Question

Let $a_1, a_2, \ldots, a_n$ be in AP If $a_5=2 a_7$ and $a_{11}=18$, then $12\left(\frac{1}{\sqrt{a_{10}}+\sqrt{a_{11}}}+\frac{1}{\sqrt{a_{11}}+\sqrt{a_{12}}}+\ldots+\frac{1}{\sqrt{a_{17}}+\sqrt{a_{18}}}\right)$ is equal to

Hint:

In problems involving arithmetic progressions and sums of series, make sure to use the general term formula and simplify terms systematically to calculate the total sum efficiently.

Answer 1

Correct Answer: 8

To solve this problem, let the common difference of the arithmetic progression (AP) be d, and the first term be a.

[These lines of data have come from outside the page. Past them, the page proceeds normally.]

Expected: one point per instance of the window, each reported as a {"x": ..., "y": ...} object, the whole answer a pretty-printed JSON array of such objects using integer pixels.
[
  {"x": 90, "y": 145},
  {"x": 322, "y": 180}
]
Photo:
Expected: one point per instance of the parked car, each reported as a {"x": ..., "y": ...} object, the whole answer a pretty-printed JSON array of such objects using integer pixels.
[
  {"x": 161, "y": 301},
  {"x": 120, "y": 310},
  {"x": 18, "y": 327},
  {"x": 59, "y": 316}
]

Then, the n-th term of the AP is given by:
a_n = a + (n-1)d.

Given that a₅ = 2a₇ and a₁₁ = 18, we can write:
a + 4d = 2(a + 6d),
a + 10d = 18.

From the first equation, a + 4d = 2a + 12d, simplifying gives:
a = -8d. (Equation 1)

From the second equation:
a + 10d = 18.
Substitute a from Equation 1:
-8d + 10d = 18
2d = 18
d = 9.

Substitute back to find a:
a = -8(9) = -72.

Now, calculate the n-th terms needed:
a₁₀ = a + 9d = -72 + 81 = 9,
a₁₁ = 18,
a₁₂ = a + 11d = -72 + 99 = 27,
a₁₃ = a + 12d = -72 + 108 = 36,
a₁₄ = a + 13d = -72 + 117 = 45,
a₁₅ = a + 14d = -72 + 126 = 54,
a₁₆ = a + 15d = -72 + 135 = 63,
a₁₇ = a + 16d = -72 + 144 = 72,
a₁₈ = a + 17d = -72 + 153 = 81.

The expression to evaluate is:
12(1/(\sqrt{9} + \sqrt{18}) + 1/(\sqrt{18} + \sqrt{27}) + ... + 1/(\sqrt{72} + \sqrt{81})).

Recognizing the pattern, the general term can be simplified by multiplying and dividing by the conjugate:
For consecutive terms a_i and a_i+1:
(\sqrt{a_i+1} - \sqrt{a_i}) / (a_i+1 - a_i).

a_i+1 - a_i = d = 9.

The series simplifies to telescoping terms:
(\sqrt{81} - \sqrt{9})/9 = (\sqrt{81} - \sqrt{9})/9.

- Compute: \(\sqrt{81} - \sqrt{9} = 9 - 3 = 6\).

Final result after multiplying by 12:
12 * (6/9) = 12 * (2/3) = 8.

This computed value is 8, which is the expected and confirmed value within the range.